Amnon Buchbinder (June 17, 1958 - November 30, 2019) was an American-born Canadian screenwriter and film director, most noted for his feature films The Fishing Trip and Whole New Thing.

Born in Missouri, he moved to Canada with his family in childhood, before studying film at the California Institute of the Arts. He was based in Vancouver in the early 1980s, where he was a board member of the Pacific Cinematheque and a programmer for the Vancouver International Film Festival. He made a number of short films, most notably 1983's Oroboros, before studying directing at the Canadian Film Centre. He joined the faculty of York University as a professor of screenwriting in the film department in 1995, and eventually became chair of the department.

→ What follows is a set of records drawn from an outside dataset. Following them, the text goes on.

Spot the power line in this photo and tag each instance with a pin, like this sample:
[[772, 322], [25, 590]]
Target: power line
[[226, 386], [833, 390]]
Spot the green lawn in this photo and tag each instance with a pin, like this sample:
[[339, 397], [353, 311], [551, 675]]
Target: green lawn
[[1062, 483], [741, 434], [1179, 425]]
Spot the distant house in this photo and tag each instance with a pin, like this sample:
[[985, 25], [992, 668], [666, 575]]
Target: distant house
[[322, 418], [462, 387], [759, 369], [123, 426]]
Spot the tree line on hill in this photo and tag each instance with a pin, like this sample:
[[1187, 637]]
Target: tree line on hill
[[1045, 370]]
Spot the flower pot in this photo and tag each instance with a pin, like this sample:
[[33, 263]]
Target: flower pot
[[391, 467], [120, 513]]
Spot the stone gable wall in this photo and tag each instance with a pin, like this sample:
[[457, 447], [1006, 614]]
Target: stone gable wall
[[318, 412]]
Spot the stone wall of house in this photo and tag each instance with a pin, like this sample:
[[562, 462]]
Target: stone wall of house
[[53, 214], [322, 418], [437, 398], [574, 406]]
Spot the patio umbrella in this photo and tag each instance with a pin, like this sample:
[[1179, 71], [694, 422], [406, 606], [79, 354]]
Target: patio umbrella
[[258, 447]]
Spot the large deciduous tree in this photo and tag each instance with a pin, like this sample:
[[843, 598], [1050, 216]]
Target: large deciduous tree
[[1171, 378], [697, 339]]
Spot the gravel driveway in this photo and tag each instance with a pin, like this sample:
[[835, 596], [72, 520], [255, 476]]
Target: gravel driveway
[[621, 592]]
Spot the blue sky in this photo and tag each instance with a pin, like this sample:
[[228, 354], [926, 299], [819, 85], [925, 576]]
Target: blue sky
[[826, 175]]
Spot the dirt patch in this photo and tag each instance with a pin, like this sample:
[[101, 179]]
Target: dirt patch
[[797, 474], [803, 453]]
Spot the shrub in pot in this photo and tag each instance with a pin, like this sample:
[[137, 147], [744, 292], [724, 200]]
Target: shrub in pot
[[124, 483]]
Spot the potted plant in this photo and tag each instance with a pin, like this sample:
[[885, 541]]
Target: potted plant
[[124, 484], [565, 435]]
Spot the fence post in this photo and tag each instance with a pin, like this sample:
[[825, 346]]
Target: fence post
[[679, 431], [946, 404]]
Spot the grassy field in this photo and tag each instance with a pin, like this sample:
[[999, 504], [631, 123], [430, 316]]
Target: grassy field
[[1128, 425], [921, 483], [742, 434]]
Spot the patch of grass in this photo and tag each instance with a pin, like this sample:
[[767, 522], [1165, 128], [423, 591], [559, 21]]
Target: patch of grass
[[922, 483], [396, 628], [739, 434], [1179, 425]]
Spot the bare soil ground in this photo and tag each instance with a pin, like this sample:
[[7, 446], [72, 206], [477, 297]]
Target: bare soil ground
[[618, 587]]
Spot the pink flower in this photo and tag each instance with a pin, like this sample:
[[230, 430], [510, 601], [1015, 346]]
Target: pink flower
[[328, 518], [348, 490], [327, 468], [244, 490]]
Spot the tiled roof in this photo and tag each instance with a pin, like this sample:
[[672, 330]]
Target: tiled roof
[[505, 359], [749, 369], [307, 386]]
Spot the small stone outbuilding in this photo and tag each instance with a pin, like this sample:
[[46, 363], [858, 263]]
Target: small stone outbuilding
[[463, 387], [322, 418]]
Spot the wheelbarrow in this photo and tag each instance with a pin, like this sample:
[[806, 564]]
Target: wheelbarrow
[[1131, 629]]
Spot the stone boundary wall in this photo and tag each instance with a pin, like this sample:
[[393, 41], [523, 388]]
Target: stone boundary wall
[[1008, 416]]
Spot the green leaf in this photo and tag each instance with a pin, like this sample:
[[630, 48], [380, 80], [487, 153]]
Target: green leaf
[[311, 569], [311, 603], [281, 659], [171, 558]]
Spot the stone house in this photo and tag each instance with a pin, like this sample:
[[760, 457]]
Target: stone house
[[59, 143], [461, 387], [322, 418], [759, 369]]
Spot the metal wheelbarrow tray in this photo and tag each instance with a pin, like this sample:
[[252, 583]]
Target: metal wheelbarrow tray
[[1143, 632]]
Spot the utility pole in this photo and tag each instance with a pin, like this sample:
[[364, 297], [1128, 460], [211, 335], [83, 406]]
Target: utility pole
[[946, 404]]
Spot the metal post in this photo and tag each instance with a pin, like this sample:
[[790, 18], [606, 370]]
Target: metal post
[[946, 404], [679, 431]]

The Fishing Trip, his first feature film as a director, was written by Michelle Lovretta, one of his students at York. In 2005 he published the screenwriting text The Way of the Screenwriter, and released Whole New Thing as his second feature film.

Following Whole New Thing he worked on Mortal Coil, a television pilot. Although it was never picked up to series, he published a novel based on it in 2014. In 2015 he released the film Traveling Medicine Show, a compilation of three short docufiction films in which he and his own family had played fictionalized versions of themselves. The following year he released his final film, the interactive documentary Biology of Story.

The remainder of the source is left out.